私がこの考え方に共感するのは、「特別なことをする」のではなく「当たり前にする」視点があるからです。例えば、車いすの方がストレスなく移動できたり、聴覚障がいの方がトークイベントの内容をリアルタイムで理解できたりすることは、“配慮”ではなく“当然のこと”として扱われるべきです。ユニバーサルイベントは、そうした“あたりまえ”のハードルを一つずつ低くしていく取り組みでもあるのです。
ワクセルのユニバーサルイベント事例:『ユニバーサルイベント東京2025』に込められた思い
2025年4月29日(火・祝)、東京都大田区の田園調布せせらぎ館にて、ワクセルが『ユニバーサルイベント東京2025』を開催しました。このイベントは、障がいの有無に関わらず誰もが楽しめる場をつくるという理念のもとに、多様なプログラムと配慮が施された実践的なユニバーサルイベントです。イベントのゲストとして、デフリンピックの日本代表候補の方が参加されています。そこではトークセッションやデフスポーツの体験も行われました。
「ユニバーサル」という言葉が単なる理想やスローガンではなく、こうして“形”になっていることはすばらしいと思います。参加者同士が互いの違いに認め、尊重し合うことはこれからの社会に必要だと強く感じました。
ユニバーサルイベントは「共に生きる社会」の実践
「ユニバーサルイベント」とは、誰かのために“特別に”配慮するイベントではありません。それは、すべての人が“当たり前に”参加できる社会の一歩を形にしたものです。

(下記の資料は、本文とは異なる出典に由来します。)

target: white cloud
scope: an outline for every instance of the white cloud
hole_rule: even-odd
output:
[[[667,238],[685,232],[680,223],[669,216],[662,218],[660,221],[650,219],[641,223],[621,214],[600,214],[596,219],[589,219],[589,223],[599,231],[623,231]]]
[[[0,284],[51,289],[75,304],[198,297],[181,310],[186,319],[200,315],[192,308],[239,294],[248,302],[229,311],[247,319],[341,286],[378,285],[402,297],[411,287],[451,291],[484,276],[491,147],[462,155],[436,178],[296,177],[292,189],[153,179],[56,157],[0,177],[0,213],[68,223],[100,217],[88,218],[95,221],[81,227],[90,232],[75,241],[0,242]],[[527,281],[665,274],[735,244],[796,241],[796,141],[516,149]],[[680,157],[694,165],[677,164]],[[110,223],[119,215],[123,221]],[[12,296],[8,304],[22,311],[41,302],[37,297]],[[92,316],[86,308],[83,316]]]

ワクセルが主催するイベントは、その一歩を本気で、そして楽しさをもって実現しようとする取り組みです。インクルーシブという言葉が流行語で終わらないために、私たち一人ひとりが「誰もが主役になれる場づくり」に関心を持つことが必要です。
ユニバーサルイベントは、未来の社会の縮図です。ワクセルのような団体が広げる「誰もが輝ける空間」は、参加するすべての人に優しさと可能性を届けてくれます。そしてその空間は、思いがけず“自分自身の生き方”を問い直す場にもなるのです。